Discretionary Keynesian stimulus is built on the notion of propping up the existing firms, labor market relationships, and purchase patterns. In the aftermath of the Great Recession and Obama Administration stimulus efforts, new-firm creation dropped dramatically in the U.S. and the recovery proved modest at best. This is not a coincidence. Interfering with the core mechanisms for reinvention harms the capacity of the economy to transform itself for the future.
Sounds like a PSST story.
Holtz-Eakin’s piece is on a new conservative web site called Opportunity Lives. I like the look of the site, and almost every link on the front page tempts me to click. However, I was a bit disappointed that some of those links took me to teasers that linked to columns published elsewhere. If you are going to tease-and-link, then do so in a blog-like manner, without making me waste a click on my way to the actual article. See Arts and Letters Daily.

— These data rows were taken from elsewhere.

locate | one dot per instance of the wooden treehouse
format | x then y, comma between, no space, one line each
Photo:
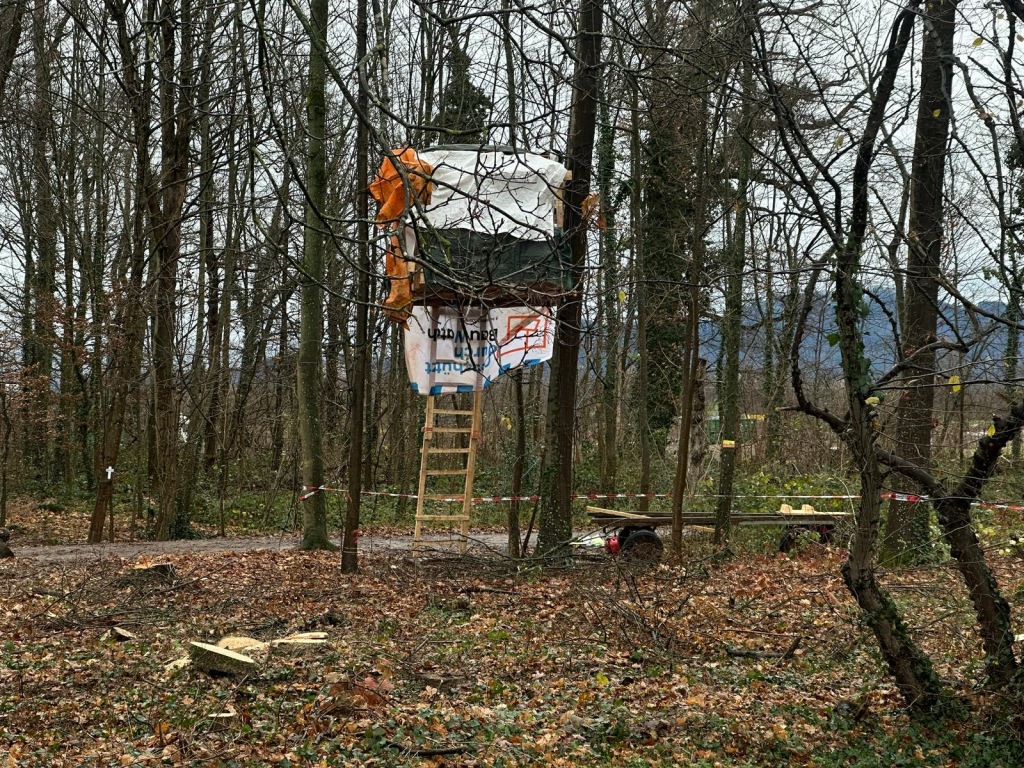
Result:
476,258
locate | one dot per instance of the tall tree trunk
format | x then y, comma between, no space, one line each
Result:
611,300
556,518
735,259
127,295
360,369
906,537
311,278
166,207
39,363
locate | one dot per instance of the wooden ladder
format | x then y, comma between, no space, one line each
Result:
444,439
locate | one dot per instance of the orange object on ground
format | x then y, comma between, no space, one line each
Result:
396,190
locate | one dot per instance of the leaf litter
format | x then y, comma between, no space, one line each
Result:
469,662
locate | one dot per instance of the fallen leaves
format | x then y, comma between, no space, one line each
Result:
398,666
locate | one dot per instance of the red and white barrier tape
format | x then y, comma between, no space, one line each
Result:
310,491
911,498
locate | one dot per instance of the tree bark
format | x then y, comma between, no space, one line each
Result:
311,278
556,518
360,369
906,537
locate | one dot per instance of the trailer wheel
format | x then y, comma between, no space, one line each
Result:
643,545
791,537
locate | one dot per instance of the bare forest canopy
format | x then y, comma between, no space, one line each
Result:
791,236
155,196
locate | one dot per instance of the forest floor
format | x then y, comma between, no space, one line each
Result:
479,660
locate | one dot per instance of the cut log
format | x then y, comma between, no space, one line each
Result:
241,642
122,635
156,570
211,658
178,664
298,646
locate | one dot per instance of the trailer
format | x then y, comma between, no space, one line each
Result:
635,536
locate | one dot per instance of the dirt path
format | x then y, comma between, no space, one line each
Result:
130,550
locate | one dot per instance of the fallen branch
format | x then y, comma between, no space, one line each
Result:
752,653
427,752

Meanwhile, the IGM forum recently reaffirmed that the economists on their panel think that the fiscal stimulus was just the cat’s meow.
I am no economist, I am an entrepreneur, and it looks like all these academics that are keynesians now don’t acknowledge what seems obvious: policies that are targeted to “increase resource utilization”, at a macro level, if they succeed at all, are actually rewarding vested interests in capital (existing plants, etc), and/or labor (people have no incentive to check and possibly invest time increasing/changing their skills). It is not that the data does not fits their prescriptions, quite to the contrary, it does! And there should be no surprise there … But, is the role of the economic system “maximize resource utilization” ? Or is it meet customers demands and wants ??